Economia classica: definizione, significato, storia ed esempi

Pubblicato: 2022-08-08

Sommario

Cos'è l'economia classica?

Definizione: l'economia classica è un tipo di economia che si concentra sulla crescita economica e sulla libertà economica credendo nella libera concorrenza e suggerendo idee classiche del laissez-faire. L'economia classica, nota anche come economia politica classica o economia smithiana, è un pensiero economico che ebbe origine tra la fine del XVIII e l'inizio del XIX secolo, principalmente in Gran Bretagna. È intesa come la prima scuola moderna di pensiero economico.

L'economista scozzese Adam Smith è considerato principalmente il capostipite della teoria economica classica. Ma anche i fisiocratici francesi, così come gli scolastici spagnoli, sono noti per aver dato contributi precedenti. Inoltre, alcuni altri importanti contributori all'economia classica sono Thomas Malthus, David Ricardo, Anne Robert Jacques Turgot, Jean-Baptiste Say, John Stuart Mill ed Eugen Bohm von Bawerk che ancora ispirano gli economisti moderni.

I suoi principali studiosi furono Adam Smith, Jean-Baptiste Say, David Ricardo, Thomas Robert Malthus e John Stuart Mill. Le visioni principali dell'economia classica erano il libero mercato, il laissez-faire, limitato a nessuna interferenza del governo, ecc. La teoria economica classica propagava i paesi a passare dalla monarchia alla democrazia capitalista scomposta con l'autoregolamentazione.

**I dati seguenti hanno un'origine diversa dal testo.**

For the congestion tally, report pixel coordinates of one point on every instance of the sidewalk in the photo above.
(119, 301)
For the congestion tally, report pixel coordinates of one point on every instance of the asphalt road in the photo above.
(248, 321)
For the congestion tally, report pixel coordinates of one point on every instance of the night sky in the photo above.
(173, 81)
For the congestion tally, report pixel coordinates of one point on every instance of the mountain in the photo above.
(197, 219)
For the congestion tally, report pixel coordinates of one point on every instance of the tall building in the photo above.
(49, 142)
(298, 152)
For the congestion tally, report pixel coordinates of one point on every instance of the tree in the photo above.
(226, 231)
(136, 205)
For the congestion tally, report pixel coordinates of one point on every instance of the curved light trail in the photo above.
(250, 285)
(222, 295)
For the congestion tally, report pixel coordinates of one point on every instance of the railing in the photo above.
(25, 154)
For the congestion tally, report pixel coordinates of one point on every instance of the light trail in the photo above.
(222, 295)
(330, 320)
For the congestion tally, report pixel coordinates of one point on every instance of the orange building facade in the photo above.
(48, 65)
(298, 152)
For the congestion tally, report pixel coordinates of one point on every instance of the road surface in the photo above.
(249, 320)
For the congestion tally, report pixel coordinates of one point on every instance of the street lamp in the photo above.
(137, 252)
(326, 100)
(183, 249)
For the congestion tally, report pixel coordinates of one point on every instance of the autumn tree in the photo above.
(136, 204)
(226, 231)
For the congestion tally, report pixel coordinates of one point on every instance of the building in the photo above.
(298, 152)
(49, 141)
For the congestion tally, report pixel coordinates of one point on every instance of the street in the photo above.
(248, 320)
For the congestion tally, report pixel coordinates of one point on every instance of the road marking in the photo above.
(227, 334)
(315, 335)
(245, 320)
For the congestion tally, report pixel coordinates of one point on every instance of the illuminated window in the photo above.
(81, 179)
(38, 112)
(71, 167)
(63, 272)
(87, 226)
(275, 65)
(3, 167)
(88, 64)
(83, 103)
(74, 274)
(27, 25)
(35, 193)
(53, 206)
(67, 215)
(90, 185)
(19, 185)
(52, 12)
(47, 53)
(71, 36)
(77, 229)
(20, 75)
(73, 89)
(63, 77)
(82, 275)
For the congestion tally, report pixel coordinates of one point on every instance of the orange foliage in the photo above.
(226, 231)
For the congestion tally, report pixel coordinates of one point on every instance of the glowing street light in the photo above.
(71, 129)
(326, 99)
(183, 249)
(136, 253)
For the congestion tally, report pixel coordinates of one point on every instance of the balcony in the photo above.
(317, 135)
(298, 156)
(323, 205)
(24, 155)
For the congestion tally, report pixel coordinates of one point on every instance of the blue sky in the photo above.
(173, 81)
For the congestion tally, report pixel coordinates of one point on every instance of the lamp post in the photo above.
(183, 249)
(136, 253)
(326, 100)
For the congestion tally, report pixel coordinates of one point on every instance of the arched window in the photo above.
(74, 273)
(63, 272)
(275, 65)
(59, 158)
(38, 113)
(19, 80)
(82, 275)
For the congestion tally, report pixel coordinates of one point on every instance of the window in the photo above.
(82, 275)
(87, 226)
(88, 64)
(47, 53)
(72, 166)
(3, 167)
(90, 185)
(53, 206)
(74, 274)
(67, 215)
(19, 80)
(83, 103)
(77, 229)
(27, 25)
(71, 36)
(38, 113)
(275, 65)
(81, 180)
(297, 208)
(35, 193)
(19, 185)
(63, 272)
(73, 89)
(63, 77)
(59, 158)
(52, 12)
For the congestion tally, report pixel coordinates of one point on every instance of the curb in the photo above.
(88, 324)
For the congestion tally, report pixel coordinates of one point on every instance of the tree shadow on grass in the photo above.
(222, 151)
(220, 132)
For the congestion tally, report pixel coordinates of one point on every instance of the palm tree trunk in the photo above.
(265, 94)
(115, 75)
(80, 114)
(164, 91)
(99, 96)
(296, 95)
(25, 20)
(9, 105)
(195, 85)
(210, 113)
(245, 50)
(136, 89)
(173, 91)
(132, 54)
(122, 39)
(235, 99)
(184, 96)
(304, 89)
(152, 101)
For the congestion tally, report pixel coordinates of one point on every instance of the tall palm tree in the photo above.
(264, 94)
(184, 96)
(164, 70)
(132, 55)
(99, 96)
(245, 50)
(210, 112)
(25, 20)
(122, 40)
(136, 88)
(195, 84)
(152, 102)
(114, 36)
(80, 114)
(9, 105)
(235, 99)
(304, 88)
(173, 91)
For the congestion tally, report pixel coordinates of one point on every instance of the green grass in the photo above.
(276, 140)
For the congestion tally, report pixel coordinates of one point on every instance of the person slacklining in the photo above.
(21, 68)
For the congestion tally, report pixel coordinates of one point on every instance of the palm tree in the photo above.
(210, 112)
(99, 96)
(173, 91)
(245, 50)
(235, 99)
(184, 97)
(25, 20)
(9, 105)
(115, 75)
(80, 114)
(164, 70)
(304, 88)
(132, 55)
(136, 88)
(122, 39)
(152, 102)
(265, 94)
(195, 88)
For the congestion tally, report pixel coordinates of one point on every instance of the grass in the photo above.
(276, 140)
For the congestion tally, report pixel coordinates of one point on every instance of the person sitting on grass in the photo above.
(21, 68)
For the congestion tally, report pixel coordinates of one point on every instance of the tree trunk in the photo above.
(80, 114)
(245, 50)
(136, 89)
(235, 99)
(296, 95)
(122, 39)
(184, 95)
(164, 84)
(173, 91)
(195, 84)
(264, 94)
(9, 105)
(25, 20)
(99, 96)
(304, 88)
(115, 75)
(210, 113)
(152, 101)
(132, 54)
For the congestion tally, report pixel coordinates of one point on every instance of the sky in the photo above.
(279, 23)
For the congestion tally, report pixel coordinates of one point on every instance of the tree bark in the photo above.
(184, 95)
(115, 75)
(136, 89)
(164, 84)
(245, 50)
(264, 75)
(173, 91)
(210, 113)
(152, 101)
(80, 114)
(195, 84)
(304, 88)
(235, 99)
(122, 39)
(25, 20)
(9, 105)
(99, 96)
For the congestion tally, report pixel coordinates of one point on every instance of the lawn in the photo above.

È stato utilizzato per concentrarsi sulla crescita economica e sulla libertà economica e ha aiutato i paesi a passare dal governo monarca alle democrazie capitaliste con l'autoregolamentazione. Il principio dell'economia classica era sulle teorie che spiegavano il valore, il prezzo, l'offerta, la domanda e la distribuzione. Adam Smith è principalmente accreditato per la teoria economica classica. L'economia classica è stata finalmente sostituita con idee più aggiornate come l'economia keynesiana. La principale differenza tra l'economia classica e quella keynesiana è che quest'ultima richiedeva un maggiore intervento del governo. Inoltre, Keynes (che ha sviluppato l'economia keynesiana) era molto critico nei confronti dell'economia classica. La sua teoria keynesiana era quella di gestire l'economia durante la depressione e combattere l'occupazione.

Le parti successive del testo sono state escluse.